Quando il semaforo dell'uscita dai box è diventato verde, Perez non si è mosso. E quando alla fine è riuscito a partire, Colapinto, che era dietro di lui, è riuscito a prendere un po' di slancio sul messicano per superarlo prima che arrivassero alla prima curva.
Horner dice che non c'è una spiegazione ovvia a quello che ha fatto Perez, perché è ovvio che le vetture devono partire quando scatta il verde.
"Devo parlarne con lui", ha detto Horner a Sky. "Sembrava che avesse sbagliato la valutazione. Ma quando si spegne il semaforo, si deve partire".
Lo stesso Perez ha suggerito che il ritardo nell'uscita dai box è stata intenzionale, in quanto voleva assicurarsi di avere una distanza sufficiente dalle auto che lo precedevano per poter correre da solo in pista.

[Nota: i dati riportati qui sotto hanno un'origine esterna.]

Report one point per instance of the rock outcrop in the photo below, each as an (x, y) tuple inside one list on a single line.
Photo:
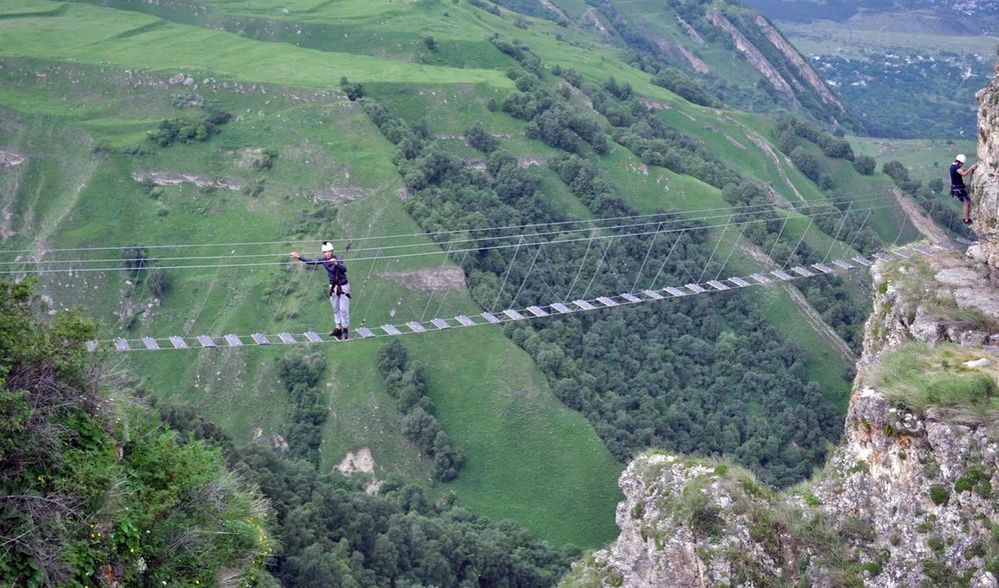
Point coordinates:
[(754, 56), (807, 72), (985, 187), (909, 498)]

"Volevo aprire un varco con chi mi precedeva per andare con aria pulita", ha detto Perez, che sapeva che lottare per finire nei punti sarebbe stato quasi impossibile. "Siamo rimasti quasi cinque minuti fermi ai box e non avevo temperatura negli pneumatici".
Christian Horner, Team Principal, Red Bull Racing, Sergio Perez, Red Bull Racing
Photo by: Red Bull Content Pool
"Era importante partire con aria pulita per capire la macchina, per vedere dove eravamo".
Una volta ripartito, Perez ha detto che i problemi di maneggevolezza con cui ha già lottato in questo fine settimana erano ancora presenti.
"Alla fine abbiamo un problema di bilanciamento, che ci sta costando molto", ha spiegato. "Non credo che siamo migliorati. Al contrario, credo che dovremo apportare delle modifiche per il resto del weekend".
"I problemi sono continuati. Abbiamo questa disconnessione: abbiamo molta stabilità in entrata, ma poi nelle curve veloci non abbiamo affatto avantreno. Su uno dei circuiti più carichi dell'anno, è come se non ne avessimo sull'ala anteriore. C'è qualcosa che non riusciamo a capire. Abbiamo un grosso problema".
Perez si è anche fermato per montare un'ala anteriore diversa, con la Red Bull che ha continuato gli esperimenti per cercare di capire cosa sta succedendo alla sua RB20. Horner ha aggiunto: "Faceva parte del processo di test, quindi abbiamo raccolto un po' di dati".
"Non c'era alcuna possibilità di ottenere punti. Quindi, tanto valeva sfruttare la sessione per ottenere qualcosa. Abbiamo cambiato l'ala. Abbiamo provato qualcosa di diverso, che fornirà a noi e agli ingegneri alcune informazioni utili per le qualifiche che si svolgeranno più tardi".